Chirayu Rana, o ex-banqueiro do JPMorgan de origem indiana, que apresentou acusações de agressão sexual contra a executiva Lorna Hajdini, apresentou agora uma nova reclamação afirmando que tem novas provas que apoiam as suas alegações – um amigo anónimo que também foi convidado por Hajdini para um ménage à trois. O novo processo inclui depoimentos de testemunhas anônimas, detalhes e citações relativas aos supostos encontros com Hajdini em setembro de 2024.O novo pedido veio depois que o JPMorgan classificou o processo de Rana como totalmente fabricado e afirmou que Rana nunca se reportou a Hajdini.
Bare Hajdini me acordou: novos detalhes em novo arquivo
No novo processo de Rana, uma suposta testemunha, aparentemente um amigo da família de Rana, disse que estava hospedado em um apartamento enquanto visitava a cidade de Nova York e foi acordado pelas travessuras bêbadas de Hajdini no meio da noite. Ele tentou voltar a dormir, mas Hajdini “completamente nu” o acordou, informou o New York Publish, citando o novo processo.Hajdini sentou-se no sofá em que dormia, acendeu um cigarro e começou a implorar para que ele “se juntasse a eles” no quarto, dizia o documento.Apesar de recusar várias vezes, a testemunha disse que Hajdini lhe disse “você sabe que eu possuo [redacted]então é melhor você vir participar.”Depois que ela voltou para o quarto, afirmou ele, pôde ouvir Rana implorando: “Não, não, não, você tem que ir embora. Não vou fazer isso. Por favor, pare.”Hajdini saiu do apartamento no last da noite e Rana contou-lhe como ela “o assediava constantemente e o forçava a se envolver em comportamento sexual com ela em várias ocasiões”, dizia a nova denúncia. A testemunha também afirmou que viu Hajdini estar ‘inquieto’ com Rana em um present do DJ norueguês Kygo no Barclay’s Middle no início daquele mês.Outra testemunha afirmou ter visto Hajdini beijando o pescoço de Rana na rua em algum momento durante o verão de 2024. Outro relato de uma testemunha disse que Hajdini disse a Chirayu Rana algo como ‘Você é seu, Brownie’.

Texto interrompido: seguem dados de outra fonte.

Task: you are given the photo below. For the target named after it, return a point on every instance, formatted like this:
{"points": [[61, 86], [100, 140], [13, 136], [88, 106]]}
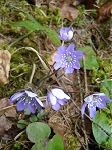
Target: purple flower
{"points": [[66, 34], [26, 99], [67, 58], [95, 100], [56, 97]]}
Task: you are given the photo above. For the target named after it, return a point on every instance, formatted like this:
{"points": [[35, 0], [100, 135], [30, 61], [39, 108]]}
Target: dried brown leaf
{"points": [[5, 57], [5, 124], [69, 11], [105, 12]]}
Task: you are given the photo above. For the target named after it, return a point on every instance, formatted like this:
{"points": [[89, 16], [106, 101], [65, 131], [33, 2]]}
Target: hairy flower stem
{"points": [[32, 74]]}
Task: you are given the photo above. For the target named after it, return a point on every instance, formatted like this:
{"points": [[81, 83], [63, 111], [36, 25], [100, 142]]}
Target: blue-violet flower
{"points": [[26, 99], [67, 58], [56, 97], [95, 100], [66, 34]]}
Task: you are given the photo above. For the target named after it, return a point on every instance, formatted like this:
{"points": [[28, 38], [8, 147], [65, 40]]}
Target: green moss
{"points": [[73, 142]]}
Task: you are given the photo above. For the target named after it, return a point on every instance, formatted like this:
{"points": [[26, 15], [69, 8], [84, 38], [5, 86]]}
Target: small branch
{"points": [[7, 107], [17, 136], [85, 76], [33, 72], [81, 97]]}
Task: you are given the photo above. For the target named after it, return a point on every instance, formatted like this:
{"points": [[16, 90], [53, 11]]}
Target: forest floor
{"points": [[92, 35]]}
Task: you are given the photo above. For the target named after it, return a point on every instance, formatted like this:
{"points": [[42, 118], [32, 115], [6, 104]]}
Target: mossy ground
{"points": [[22, 60]]}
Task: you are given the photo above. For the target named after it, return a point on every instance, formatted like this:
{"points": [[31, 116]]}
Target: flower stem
{"points": [[33, 72]]}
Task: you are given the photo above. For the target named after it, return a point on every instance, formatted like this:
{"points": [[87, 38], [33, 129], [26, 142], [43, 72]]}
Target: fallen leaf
{"points": [[5, 57], [68, 11], [5, 124], [104, 12]]}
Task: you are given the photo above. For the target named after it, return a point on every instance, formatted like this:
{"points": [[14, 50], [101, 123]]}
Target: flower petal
{"points": [[57, 58], [32, 107], [78, 54], [83, 108], [39, 101], [15, 96], [21, 105], [76, 65], [70, 35], [56, 107], [61, 101], [58, 93], [69, 70], [88, 99], [92, 112], [30, 94], [70, 48], [61, 50], [57, 66], [52, 98]]}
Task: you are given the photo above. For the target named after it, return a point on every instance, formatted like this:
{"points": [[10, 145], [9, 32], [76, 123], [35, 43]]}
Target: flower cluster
{"points": [[95, 100], [67, 57], [28, 99], [66, 34]]}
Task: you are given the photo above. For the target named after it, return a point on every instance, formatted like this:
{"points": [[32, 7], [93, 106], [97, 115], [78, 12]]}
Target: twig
{"points": [[33, 72], [7, 107], [81, 97], [17, 136], [64, 118], [85, 76]]}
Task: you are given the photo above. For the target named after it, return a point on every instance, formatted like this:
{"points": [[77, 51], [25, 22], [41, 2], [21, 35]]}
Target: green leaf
{"points": [[102, 120], [90, 58], [27, 111], [38, 132], [29, 25], [56, 143], [110, 141], [38, 146], [33, 118], [21, 124]]}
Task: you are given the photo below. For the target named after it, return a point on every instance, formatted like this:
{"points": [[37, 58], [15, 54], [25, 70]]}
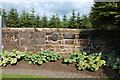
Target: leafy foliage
{"points": [[10, 57], [85, 61], [41, 57], [31, 19], [105, 15]]}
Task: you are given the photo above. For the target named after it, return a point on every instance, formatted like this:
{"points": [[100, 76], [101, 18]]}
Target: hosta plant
{"points": [[112, 60], [85, 61]]}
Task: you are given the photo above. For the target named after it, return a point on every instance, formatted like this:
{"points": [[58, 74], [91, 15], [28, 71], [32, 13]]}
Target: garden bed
{"points": [[62, 67]]}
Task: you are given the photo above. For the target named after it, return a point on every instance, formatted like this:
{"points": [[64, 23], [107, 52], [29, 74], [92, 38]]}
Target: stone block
{"points": [[39, 35], [24, 35], [24, 41], [37, 42]]}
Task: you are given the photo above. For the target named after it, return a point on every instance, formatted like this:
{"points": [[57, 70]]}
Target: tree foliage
{"points": [[105, 15], [31, 19]]}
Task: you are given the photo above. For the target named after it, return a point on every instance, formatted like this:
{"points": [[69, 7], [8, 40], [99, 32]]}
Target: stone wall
{"points": [[62, 41]]}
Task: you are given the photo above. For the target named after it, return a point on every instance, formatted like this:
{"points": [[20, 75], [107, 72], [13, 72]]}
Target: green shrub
{"points": [[41, 57], [10, 57], [85, 61]]}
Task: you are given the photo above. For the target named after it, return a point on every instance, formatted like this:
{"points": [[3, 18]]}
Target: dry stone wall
{"points": [[60, 40]]}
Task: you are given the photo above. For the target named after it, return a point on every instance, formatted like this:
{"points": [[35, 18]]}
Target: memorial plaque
{"points": [[39, 35], [69, 36], [54, 37], [24, 35]]}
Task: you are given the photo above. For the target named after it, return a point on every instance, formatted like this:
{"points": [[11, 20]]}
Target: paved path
{"points": [[46, 73]]}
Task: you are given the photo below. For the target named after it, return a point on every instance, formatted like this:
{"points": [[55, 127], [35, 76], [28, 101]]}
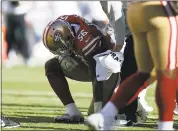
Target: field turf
{"points": [[28, 99]]}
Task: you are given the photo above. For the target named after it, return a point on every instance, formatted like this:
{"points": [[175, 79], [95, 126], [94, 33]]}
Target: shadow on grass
{"points": [[56, 107], [42, 128]]}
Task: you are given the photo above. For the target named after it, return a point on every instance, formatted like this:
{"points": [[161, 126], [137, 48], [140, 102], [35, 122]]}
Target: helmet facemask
{"points": [[59, 38]]}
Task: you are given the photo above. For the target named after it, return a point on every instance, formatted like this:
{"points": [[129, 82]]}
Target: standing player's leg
{"points": [[163, 40]]}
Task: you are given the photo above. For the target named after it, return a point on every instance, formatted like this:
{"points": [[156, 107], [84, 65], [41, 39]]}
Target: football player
{"points": [[154, 25], [75, 42], [115, 26]]}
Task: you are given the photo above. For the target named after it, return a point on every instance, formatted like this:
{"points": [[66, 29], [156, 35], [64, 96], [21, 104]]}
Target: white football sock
{"points": [[166, 125], [72, 109], [97, 106]]}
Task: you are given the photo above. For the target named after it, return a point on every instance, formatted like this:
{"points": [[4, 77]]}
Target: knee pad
{"points": [[52, 66]]}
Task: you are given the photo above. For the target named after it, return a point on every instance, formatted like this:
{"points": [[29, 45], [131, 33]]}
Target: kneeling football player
{"points": [[75, 42]]}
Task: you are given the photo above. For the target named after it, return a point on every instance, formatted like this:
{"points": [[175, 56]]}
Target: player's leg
{"points": [[56, 77], [162, 38], [134, 112], [130, 88]]}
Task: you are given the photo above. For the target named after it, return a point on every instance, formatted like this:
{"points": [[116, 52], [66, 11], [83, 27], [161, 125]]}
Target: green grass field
{"points": [[28, 99]]}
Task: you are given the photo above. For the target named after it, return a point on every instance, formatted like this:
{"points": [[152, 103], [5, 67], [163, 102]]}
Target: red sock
{"points": [[129, 89], [165, 97], [177, 86]]}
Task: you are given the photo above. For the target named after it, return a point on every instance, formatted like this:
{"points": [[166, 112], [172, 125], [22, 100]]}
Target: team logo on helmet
{"points": [[57, 37]]}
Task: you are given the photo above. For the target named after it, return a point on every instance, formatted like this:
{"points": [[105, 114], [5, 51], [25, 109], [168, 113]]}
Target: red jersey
{"points": [[89, 39]]}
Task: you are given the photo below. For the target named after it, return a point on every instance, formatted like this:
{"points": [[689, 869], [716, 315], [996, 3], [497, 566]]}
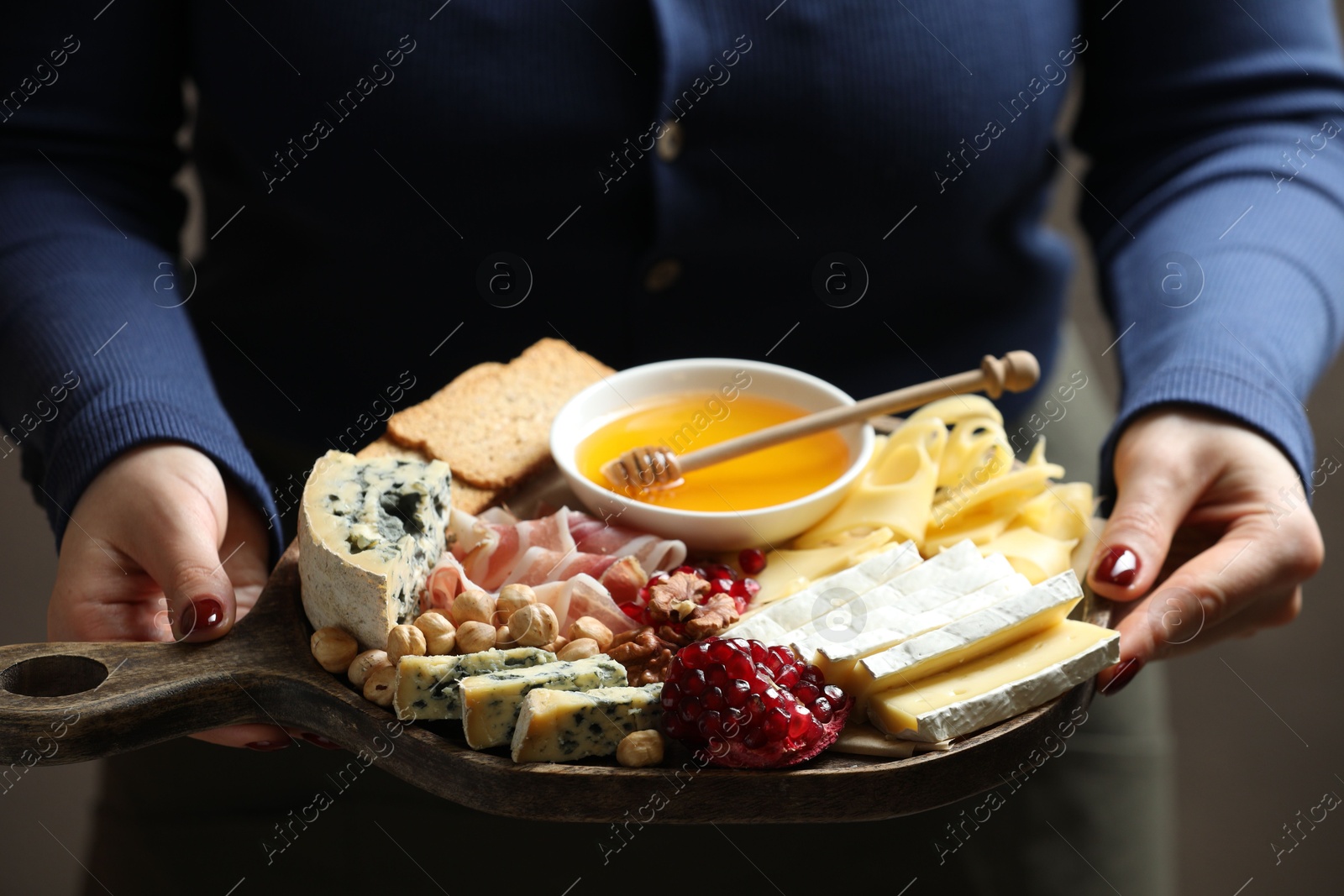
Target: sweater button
{"points": [[669, 144], [663, 275]]}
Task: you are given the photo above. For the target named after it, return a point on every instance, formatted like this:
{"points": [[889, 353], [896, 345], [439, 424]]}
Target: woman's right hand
{"points": [[161, 548]]}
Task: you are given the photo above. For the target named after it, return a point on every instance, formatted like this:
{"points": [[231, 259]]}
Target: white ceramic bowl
{"points": [[703, 530]]}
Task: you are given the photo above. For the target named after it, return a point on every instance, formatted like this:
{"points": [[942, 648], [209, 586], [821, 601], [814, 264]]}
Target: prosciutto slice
{"points": [[593, 535]]}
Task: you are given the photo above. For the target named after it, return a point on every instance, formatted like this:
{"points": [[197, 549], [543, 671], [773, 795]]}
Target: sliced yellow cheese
{"points": [[999, 685]]}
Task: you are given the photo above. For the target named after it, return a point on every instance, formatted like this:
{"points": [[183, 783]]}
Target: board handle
{"points": [[64, 703]]}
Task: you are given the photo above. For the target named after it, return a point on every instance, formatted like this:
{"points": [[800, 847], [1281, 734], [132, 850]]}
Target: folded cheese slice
{"points": [[999, 685], [562, 726], [786, 614], [967, 638]]}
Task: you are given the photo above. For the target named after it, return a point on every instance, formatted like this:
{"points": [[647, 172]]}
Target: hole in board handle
{"points": [[57, 676]]}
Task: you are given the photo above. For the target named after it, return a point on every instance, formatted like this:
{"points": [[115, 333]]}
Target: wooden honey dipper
{"points": [[654, 466]]}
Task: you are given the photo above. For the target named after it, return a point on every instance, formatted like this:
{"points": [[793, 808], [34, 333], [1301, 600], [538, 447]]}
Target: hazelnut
{"points": [[474, 606], [591, 627], [534, 625], [640, 748], [512, 598], [381, 685], [365, 665], [474, 637], [578, 649], [440, 633], [405, 641], [333, 647]]}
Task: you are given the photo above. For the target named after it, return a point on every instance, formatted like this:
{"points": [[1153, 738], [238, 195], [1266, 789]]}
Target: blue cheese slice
{"points": [[564, 726], [491, 701], [369, 533], [427, 687]]}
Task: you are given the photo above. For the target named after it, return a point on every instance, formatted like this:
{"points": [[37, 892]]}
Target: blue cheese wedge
{"points": [[369, 533], [427, 687], [491, 701], [564, 726]]}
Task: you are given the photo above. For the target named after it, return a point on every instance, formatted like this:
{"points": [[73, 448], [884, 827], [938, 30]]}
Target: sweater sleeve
{"points": [[1216, 206], [96, 351]]}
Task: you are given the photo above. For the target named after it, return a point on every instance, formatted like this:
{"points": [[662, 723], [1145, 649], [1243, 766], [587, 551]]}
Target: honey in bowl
{"points": [[692, 421]]}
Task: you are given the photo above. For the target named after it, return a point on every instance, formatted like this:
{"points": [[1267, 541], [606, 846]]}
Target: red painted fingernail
{"points": [[1126, 673], [202, 614], [318, 741], [1119, 566]]}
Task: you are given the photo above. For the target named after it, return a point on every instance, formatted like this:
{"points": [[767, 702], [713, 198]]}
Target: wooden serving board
{"points": [[134, 694]]}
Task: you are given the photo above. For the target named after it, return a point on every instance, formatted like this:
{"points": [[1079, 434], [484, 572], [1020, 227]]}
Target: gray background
{"points": [[1257, 745]]}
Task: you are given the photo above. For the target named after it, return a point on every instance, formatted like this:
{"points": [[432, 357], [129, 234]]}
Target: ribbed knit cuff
{"points": [[1272, 410], [107, 427]]}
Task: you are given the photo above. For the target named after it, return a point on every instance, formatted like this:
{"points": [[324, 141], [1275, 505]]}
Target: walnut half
{"points": [[644, 654]]}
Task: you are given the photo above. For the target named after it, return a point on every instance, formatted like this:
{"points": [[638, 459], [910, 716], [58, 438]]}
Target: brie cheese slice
{"points": [[999, 685], [968, 638], [369, 533], [772, 622]]}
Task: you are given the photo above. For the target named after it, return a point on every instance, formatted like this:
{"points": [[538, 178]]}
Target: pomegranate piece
{"points": [[752, 560], [745, 705]]}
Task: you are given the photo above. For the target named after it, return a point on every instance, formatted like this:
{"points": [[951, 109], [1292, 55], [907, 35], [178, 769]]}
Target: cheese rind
{"points": [[806, 605], [562, 726], [996, 687], [369, 533], [491, 701], [427, 687], [969, 637]]}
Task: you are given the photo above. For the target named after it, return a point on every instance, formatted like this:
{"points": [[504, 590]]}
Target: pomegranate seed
{"points": [[781, 658], [752, 560], [737, 694], [710, 725], [721, 571], [800, 720], [786, 679], [806, 692], [694, 684]]}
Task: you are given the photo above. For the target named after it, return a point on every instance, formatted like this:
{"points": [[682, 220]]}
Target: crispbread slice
{"points": [[492, 423], [465, 497]]}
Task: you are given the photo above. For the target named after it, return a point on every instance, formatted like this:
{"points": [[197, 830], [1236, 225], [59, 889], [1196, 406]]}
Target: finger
{"points": [[253, 736], [246, 550], [1153, 499], [178, 546], [1245, 582]]}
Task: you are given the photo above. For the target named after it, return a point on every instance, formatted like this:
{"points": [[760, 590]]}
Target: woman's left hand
{"points": [[1211, 537]]}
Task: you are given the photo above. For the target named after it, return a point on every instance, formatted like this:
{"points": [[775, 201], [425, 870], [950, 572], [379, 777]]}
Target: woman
{"points": [[396, 194]]}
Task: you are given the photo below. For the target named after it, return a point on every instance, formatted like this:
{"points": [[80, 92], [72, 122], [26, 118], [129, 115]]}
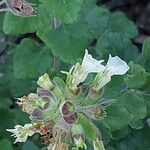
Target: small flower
{"points": [[45, 82], [79, 73], [21, 133], [114, 66]]}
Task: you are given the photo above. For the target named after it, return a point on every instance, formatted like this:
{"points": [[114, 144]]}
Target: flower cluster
{"points": [[18, 7], [63, 112]]}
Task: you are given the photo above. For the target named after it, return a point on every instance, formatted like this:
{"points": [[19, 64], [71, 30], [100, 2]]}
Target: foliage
{"points": [[55, 39]]}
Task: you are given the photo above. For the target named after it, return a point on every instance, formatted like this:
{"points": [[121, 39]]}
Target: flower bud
{"points": [[45, 82], [78, 136]]}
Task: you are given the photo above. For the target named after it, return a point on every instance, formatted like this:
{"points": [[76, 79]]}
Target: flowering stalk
{"points": [[63, 115]]}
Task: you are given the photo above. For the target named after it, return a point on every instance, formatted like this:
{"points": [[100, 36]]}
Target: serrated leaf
{"points": [[16, 24], [117, 117], [144, 59], [31, 60], [67, 42], [116, 45], [65, 10], [134, 104], [96, 18], [121, 24]]}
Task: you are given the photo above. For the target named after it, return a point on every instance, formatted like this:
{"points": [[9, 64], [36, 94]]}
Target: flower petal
{"points": [[92, 65], [116, 66]]}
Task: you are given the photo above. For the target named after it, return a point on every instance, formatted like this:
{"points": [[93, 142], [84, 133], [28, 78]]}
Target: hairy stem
{"points": [[4, 10]]}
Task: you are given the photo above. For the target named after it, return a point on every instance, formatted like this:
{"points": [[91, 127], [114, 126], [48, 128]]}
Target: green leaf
{"points": [[134, 104], [136, 124], [136, 76], [5, 144], [28, 145], [67, 42], [65, 10], [16, 24], [31, 60], [7, 120], [120, 133], [96, 18], [121, 24], [116, 45], [89, 130], [117, 117], [144, 59], [1, 22]]}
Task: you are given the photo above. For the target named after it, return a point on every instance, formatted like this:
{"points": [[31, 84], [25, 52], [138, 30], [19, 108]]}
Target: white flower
{"points": [[114, 66], [21, 133], [79, 72], [45, 82]]}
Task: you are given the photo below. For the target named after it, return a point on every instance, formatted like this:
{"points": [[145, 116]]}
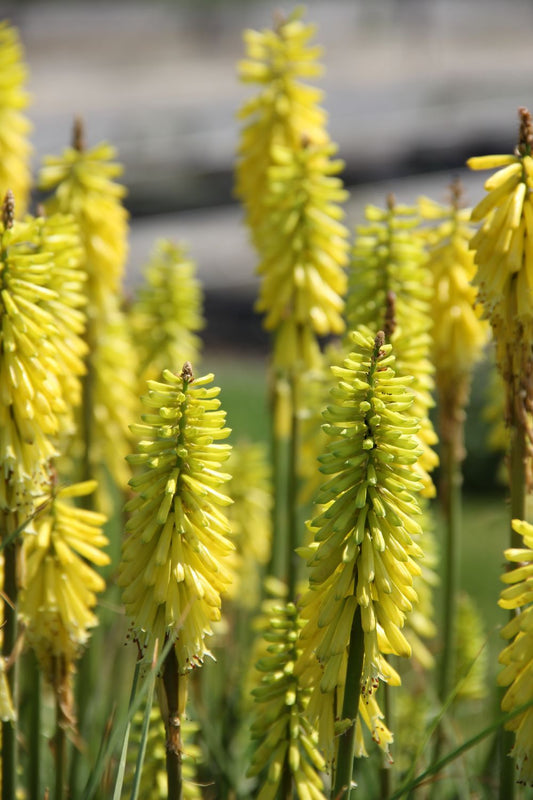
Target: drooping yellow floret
{"points": [[459, 334], [173, 566], [390, 287], [364, 553], [284, 110], [287, 752], [82, 182], [167, 312], [15, 149], [303, 280], [517, 656], [39, 347], [58, 599]]}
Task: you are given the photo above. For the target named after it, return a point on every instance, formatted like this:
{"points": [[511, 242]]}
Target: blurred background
{"points": [[412, 88]]}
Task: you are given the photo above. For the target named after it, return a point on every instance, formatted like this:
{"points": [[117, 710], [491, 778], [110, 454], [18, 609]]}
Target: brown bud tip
{"points": [[8, 209], [525, 133], [78, 134], [456, 190], [390, 314], [186, 372], [379, 341]]}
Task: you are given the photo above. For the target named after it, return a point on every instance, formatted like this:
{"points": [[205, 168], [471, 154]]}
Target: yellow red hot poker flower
{"points": [[517, 656], [364, 556], [173, 567]]}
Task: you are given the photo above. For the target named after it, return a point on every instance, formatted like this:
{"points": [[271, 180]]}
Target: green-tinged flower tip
{"points": [[517, 656], [58, 599], [390, 286], [363, 553], [167, 311], [175, 557]]}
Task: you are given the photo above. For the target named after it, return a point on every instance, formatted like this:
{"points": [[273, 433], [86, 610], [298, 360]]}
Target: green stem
{"points": [[517, 486], [60, 754], [9, 729], [277, 566], [35, 735], [350, 710], [293, 518], [385, 772], [171, 678]]}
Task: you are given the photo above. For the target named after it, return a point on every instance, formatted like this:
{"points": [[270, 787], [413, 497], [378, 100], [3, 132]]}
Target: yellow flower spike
{"points": [[459, 334], [305, 250], [15, 149], [167, 312], [517, 656], [363, 546], [284, 110], [287, 750], [83, 185], [40, 352], [390, 286], [503, 254], [250, 519], [175, 557], [58, 599]]}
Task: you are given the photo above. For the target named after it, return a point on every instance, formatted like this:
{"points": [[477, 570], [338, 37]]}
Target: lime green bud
{"points": [[287, 750], [364, 554], [174, 563], [167, 312]]}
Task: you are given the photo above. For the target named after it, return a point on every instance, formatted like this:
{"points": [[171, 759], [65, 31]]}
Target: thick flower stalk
{"points": [[305, 251], [459, 336], [390, 287], [250, 517], [58, 599], [15, 149], [284, 110], [173, 568], [364, 556], [153, 785], [517, 656], [167, 312], [287, 754]]}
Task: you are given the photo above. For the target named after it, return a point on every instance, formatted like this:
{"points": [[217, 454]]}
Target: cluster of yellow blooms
{"points": [[364, 553], [173, 566]]}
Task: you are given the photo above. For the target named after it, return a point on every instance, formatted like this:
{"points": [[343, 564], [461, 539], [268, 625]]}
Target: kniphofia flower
{"points": [[517, 656], [287, 746], [82, 182], [58, 599], [284, 110], [364, 552], [40, 349], [173, 568], [15, 148], [167, 312], [390, 287], [305, 251]]}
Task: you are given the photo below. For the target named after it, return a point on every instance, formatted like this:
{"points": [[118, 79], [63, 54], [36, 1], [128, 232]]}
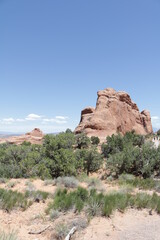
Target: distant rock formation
{"points": [[34, 137], [114, 113]]}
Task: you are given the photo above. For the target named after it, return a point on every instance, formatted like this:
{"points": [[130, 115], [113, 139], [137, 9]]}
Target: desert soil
{"points": [[132, 225]]}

Cronologia do caso Chirayu Rana-JPMorgan
- Chirayu Rana ingressou no JPMorgan em 2024 como vice-presidente de finanças/crédito alavancados.
- Em meados de 2024, a suposta má conduta sexual começou, afirmou Rana. Ele até usou um chatbot authorized em julho de 2024 perguntando sobre cenários de abuso semelhantes.
- Em dezembro de 2024, Rana pediu licença do cargo alegando a morte do pai, mas seu pai está vivo.
- Em 2025, Rana apresentou queixa interna contra Hajdini. O JPMorgan afirmou que investigou e não encontrou nenhuma evidência.
- Rana deixou o JPMorgan em 2025 e ingressou na Bregal Sagemount.
- Chirayu Ran deixou Bregal em 2 de abril de 2026.
- Mais tarde, em abril, Rana entrou com uma ação judicial em Nova York sob o pseudônimo de John Doe, alegando abuso sexual contra Hajdini.
- A ação foi brevemente retirada e depois reapresentada com depoimentos de testemunhas.